対照的に、コービン党首は精力的に選挙キャンペーンに取り組みました。結局のところ、コービン党首は今回の選挙戦に自分の政治生命をかけていました。序盤は支持率が低かったのですが、それは、自身の党の議員の多くがコービン党首の政策では選挙に勝てないと考え彼を信用していなかったことや、新聞で悪評を受けたことなどが原因でした。イギリスのほぼすべての全国紙がトーリー党を支持し、機会があるごとに“クレイジーなコービン”に嘲笑を浴びせました。国民の多くがコービン党首をあまりよく理解していなかったということです。メイ首相と違って、コービン党首は大規模な集会で演説を行い、テレビの党首討論会に参加し、マスコミの厳しい追及にも冷静な態度を崩しませんでした。国民は、メイ首相や他の多くの政治家とは異なり、質問に率直に答える彼の誠実で真摯な取り組みに心を打たれ、魅了されました。公共事業への投資を増やすことと何年も続いている緊縮政策に終止符を打つことへのコービン党首の要求は国民の気持ちを捉え、特に若者は熱烈な支持者となりました。その結果、コービン党首は1945年以降で党史上最大の得票数の増加を記録しました。

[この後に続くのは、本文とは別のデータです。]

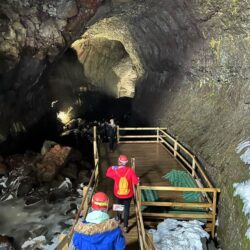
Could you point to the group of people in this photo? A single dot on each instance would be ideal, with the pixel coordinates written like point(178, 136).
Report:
point(98, 231)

今後はどうなるのでしょうか?メイ首相は非常に弱い立場にあります。トーリー党は、普段は、失敗した党首をすぐに辞めさせるのですが、ボリス・ジョンソン氏が“権力を握る”ことを恐れて多くの党員が躊躇しています。メイ首相は、自身の党内の“EU残留派”による新たな反対にさらされながらブレグジットの交渉に奮闘しなければなりません。イギリスがどのように交渉を進めていくのか非常に不透明です。それほど遠くないうちに別の総選挙が行われる可能性もあります。ブレグジットが永久に“沈没させられる(scuppered)”(※1)ことを望んでいる人々もいます。

コービン党首は現在人気絶頂です。この勢いを維持して、首尾よく政府を下院で敗北に追い込み、新たな選挙の実施に持ち込むことができるでしょうか?時間が経てば分かるでしょう。

(※1)イギリス英語:(船が)乗員によって故意に沈められること。何かが完全に破壊されること、駄目になることを示すのに使われる。